Bread and Bread Alone

Okay, so I’m a little late to the party on this one.

I know, I know: Jim Lahey’s recipe has been kicking around the internet for ages.

In my defense, this is only the third post on this nascent project. But no matter.

What matters is this: you must make this bread now.

no knead bread

After you’ve seen how truly effortless—and, more importantly, how truly delicious—it is, store bought bread is simply no longer an option. It’s made me a believer. A proselytizer, even. No small feat, given my fear of working with yeast.

The beauty of this bread is that time does almost all of the work for you, taking a scant few ingredients and making them into something remarkable. And, bakery quality.

no knead bread no knead bread

Aside from time, the other essential is a heavy lidded pot. The lid helps trap in the steam giving the crust its thick crust.

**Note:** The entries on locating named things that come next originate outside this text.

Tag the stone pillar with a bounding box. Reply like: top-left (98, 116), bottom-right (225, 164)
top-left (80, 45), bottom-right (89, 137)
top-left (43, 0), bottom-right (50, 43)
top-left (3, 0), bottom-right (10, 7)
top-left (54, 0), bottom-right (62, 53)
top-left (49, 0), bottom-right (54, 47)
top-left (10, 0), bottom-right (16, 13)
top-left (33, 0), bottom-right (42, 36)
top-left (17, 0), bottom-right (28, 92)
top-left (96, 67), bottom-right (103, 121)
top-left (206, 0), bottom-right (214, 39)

I have a cast iron pot that holds heat and does the trick perfectly, but I’d imagine that a glass pot would work just as well.

Some things to note before you begin:

  • I’ve found that the longer you let this bread rise, the better it gets. A 12-hour rise is good, but 18-hours is better. If you’re a planner, set aside your dough the night before and finish it off in the morning. It may be the best breakfast you’ll have.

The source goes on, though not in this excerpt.